Rastons: A Medieval Pastry Disguised as Bread (Harleian MS 279)
Originally published November 4, 2015. Updated June 7, 2026.
Rastons, baked and sliced into sops. Image © Give It Forth.
Rastons are one of those medieval recipes that look simple until you begin asking what they actually are. At first glance, this dish from Harleian MS. 279 appears to be bread: flour, ale barm, eggs, and a loaf baked in the oven. But then the recipe takes a turn. The top is cut away like a crown, the crumb is scooped out, chopped, mixed with clarified butter, returned to the shell, covered again, and baked a second time.
So is it bread? Is it pastry? Is it a rich feast loaf masquerading as something ordinary? The answer is probably somewhere in the middle. Rastons are bread-shaped, bread-risen, and bread-used, especially when cut into sops. Yet the eggs, sugar, buttered crumb, and second bake push the dish into the world of enriched pastry and luxury baking.
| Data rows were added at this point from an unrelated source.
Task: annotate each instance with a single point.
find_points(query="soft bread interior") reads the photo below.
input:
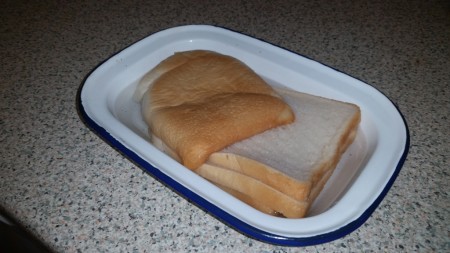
(255, 170)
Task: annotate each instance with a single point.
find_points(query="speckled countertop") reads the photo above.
(75, 193)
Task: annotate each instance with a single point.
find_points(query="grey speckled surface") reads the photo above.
(76, 193)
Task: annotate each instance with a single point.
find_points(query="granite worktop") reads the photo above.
(74, 192)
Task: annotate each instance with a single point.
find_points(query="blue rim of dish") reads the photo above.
(220, 214)
(226, 217)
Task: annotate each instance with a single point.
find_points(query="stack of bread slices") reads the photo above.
(271, 147)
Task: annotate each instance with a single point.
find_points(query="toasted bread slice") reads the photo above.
(199, 102)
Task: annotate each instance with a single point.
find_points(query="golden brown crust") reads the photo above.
(209, 102)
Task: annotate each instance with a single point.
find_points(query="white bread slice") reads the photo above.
(296, 159)
(198, 102)
(281, 171)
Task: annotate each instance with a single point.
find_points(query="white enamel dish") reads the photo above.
(359, 183)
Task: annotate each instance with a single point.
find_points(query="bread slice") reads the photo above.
(198, 102)
(281, 171)
(296, 159)
(213, 114)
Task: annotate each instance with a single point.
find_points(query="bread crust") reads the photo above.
(207, 102)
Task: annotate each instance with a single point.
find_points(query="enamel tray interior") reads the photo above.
(361, 180)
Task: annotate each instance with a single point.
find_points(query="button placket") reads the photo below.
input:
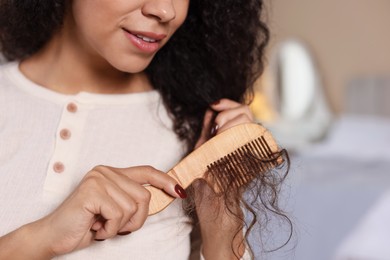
(60, 174)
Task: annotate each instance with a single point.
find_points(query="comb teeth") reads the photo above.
(239, 168)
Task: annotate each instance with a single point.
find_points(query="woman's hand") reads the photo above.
(108, 201)
(222, 115)
(218, 227)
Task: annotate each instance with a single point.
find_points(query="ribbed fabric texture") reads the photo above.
(48, 141)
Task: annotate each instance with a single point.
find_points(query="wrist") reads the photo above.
(35, 241)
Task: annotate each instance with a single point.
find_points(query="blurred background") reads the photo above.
(325, 96)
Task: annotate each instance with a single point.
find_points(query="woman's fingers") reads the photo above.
(207, 127)
(152, 176)
(116, 200)
(230, 113)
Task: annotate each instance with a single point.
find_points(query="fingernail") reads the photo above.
(215, 103)
(180, 191)
(214, 130)
(125, 233)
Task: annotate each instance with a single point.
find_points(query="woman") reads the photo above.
(134, 85)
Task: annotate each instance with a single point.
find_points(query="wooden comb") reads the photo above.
(223, 154)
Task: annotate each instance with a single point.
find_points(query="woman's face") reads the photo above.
(126, 33)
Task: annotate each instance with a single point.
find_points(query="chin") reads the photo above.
(131, 64)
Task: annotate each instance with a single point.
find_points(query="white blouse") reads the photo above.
(48, 141)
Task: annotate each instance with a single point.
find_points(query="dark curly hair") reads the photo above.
(217, 53)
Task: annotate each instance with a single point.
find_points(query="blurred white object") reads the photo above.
(362, 137)
(297, 95)
(371, 239)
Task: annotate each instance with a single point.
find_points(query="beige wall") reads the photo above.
(348, 38)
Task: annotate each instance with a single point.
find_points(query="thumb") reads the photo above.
(208, 123)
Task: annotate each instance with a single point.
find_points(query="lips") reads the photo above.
(145, 41)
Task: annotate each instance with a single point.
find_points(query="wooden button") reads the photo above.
(58, 167)
(65, 134)
(72, 107)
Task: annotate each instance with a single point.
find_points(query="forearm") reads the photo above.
(222, 239)
(24, 243)
(221, 228)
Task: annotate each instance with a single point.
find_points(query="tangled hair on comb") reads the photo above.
(217, 53)
(248, 180)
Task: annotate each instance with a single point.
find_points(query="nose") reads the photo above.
(162, 10)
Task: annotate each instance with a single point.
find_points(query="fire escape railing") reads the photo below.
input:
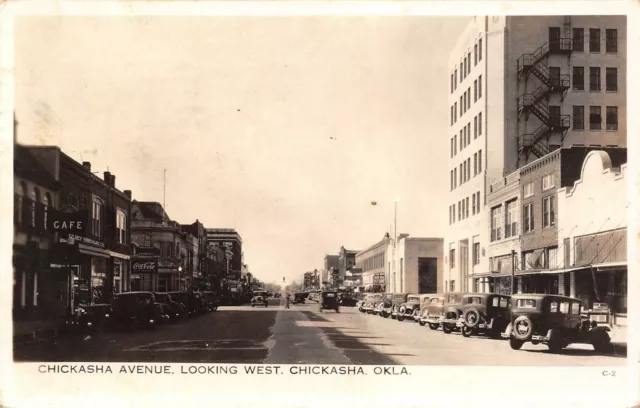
(536, 102)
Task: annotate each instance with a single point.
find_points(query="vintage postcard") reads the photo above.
(391, 203)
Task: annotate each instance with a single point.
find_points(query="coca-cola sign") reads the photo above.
(144, 266)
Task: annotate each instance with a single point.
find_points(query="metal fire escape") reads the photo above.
(536, 102)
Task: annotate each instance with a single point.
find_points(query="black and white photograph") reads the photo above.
(320, 191)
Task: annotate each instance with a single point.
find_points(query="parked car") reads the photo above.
(135, 309)
(191, 300)
(484, 313)
(260, 299)
(424, 301)
(370, 301)
(329, 300)
(555, 321)
(396, 300)
(175, 310)
(385, 305)
(410, 308)
(452, 311)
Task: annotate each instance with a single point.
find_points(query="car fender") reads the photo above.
(508, 330)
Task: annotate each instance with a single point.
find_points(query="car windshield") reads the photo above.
(526, 303)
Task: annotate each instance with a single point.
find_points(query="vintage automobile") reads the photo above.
(176, 310)
(484, 313)
(385, 305)
(191, 300)
(424, 301)
(370, 301)
(452, 311)
(410, 308)
(329, 300)
(259, 299)
(434, 312)
(135, 309)
(396, 300)
(555, 321)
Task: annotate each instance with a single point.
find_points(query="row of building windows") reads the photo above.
(465, 100)
(595, 118)
(463, 208)
(595, 78)
(465, 170)
(373, 262)
(595, 39)
(465, 65)
(465, 135)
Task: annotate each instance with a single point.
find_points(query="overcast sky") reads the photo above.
(285, 128)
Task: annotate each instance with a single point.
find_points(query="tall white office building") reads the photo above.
(520, 87)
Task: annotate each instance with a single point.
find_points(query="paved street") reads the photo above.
(302, 334)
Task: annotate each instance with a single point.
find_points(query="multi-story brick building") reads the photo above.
(99, 253)
(159, 248)
(520, 87)
(373, 263)
(592, 236)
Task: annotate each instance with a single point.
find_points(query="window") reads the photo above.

When I first made this recipe, I used the loaf for sops and pottages. In hindsight, a simpler white loaf such as manchet may have been the more practical historical choice for everyday broth-soaking. Rastons are richer than ordinary table bread and more elaborate than they need to be for plain sops. But if I am being honest, this was a quicker recipe, and I cheated a little. It worked beautifully, and the result was so good that I preferred it to my usual manchet or French-style loaves.